1. A privacy-protecting voice phishing detection method using federated learning in a voice phishing detection system including a central server and multiple user terminals, The above central server performs the step of distributing the initialized global model to each user terminal; A step in which each user terminal individually trains a local model generated based on the parameters of the global model using a previously collected training dataset, and then individually transmits the training results of the local model to a central server; The above central server aggregates the training results of the local model through each user terminal, updates the global model, and then transmits them to each user terminal; and A voice phishing detection method comprising the step of each user terminal updating a local model based on parameters of a received global model and using the updated local model to detect whether voice phishing is occurring from text data regarding voice data received during a phone call.

2. In Claim 1, The step of detecting whether voice phishing is occurring, above, is A voice phishing detection method in which, upon receiving a phone call, the user terminal converts voice data into text data based on speech recognition (STT) technology and applies the converted text data to the local model to detect whether voice phishing is occurring.

3. In Claim 1, A voice phishing detection method further comprising the step of the user terminal outputting an alarm when the voice phishing is detected.

4. In Claim 1, A voice phishing detection method further comprising the step of the user terminal auto-labeling the text data based on the voice phishing detection result and storing it in a DB.

5. In Claim 4, The step of auto-labeling and storing in the DB above is, Classify the above text data into one of non-phishing, pending, or phishing, and A voice phishing detection method that re-labels data identified as having suffered phishing damage on a user terminal for a certain period among the data labeled as holding as phishing, and re-labels data identified as having suffered no phishing damage as non-phishing.

6. In Claim 4, A voice phishing detection method further comprising the step of the user terminal retraining and updating a local model through the labeled data and transmitting the training result of the local model to the central server to update the global model.

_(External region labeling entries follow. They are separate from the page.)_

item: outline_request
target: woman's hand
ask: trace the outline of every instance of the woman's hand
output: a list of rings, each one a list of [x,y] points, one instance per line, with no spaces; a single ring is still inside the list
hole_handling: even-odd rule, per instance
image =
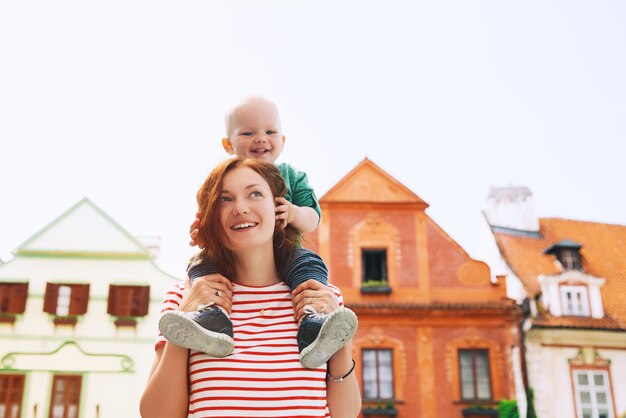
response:
[[[199,306],[205,306],[214,303],[221,306],[229,314],[233,305],[233,285],[226,277],[221,274],[210,274],[208,276],[198,277],[189,283],[189,277],[185,281],[185,290],[183,291],[183,300],[178,310],[183,312],[193,312]]]
[[[337,297],[332,289],[313,279],[298,285],[291,293],[291,299],[297,322],[300,322],[300,319],[308,313],[304,309],[307,306],[325,314],[339,308]]]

7. In a privacy-protected voice phishing detection system using federated learning, A central server that initializes a global model and distributes it to each user terminal, aggregates the training results of local models through each user terminal, updates the global model, and then transmits it to each user terminal; and It includes a plurality of user terminals that individually train a local model created based on the parameters of a global model distributed from the central server using a previously collected training dataset and individually transmit the training results of the local model to the central server. Each of the above plurality of user terminals is, A voice phishing detection system that, upon receiving the above-mentioned updated global model from a central server, updates the above-mentioned local model based on the parameters of the received global model and uses the updated local model to detect whether voice phishing is occurring from text data regarding voice data received during a phone call.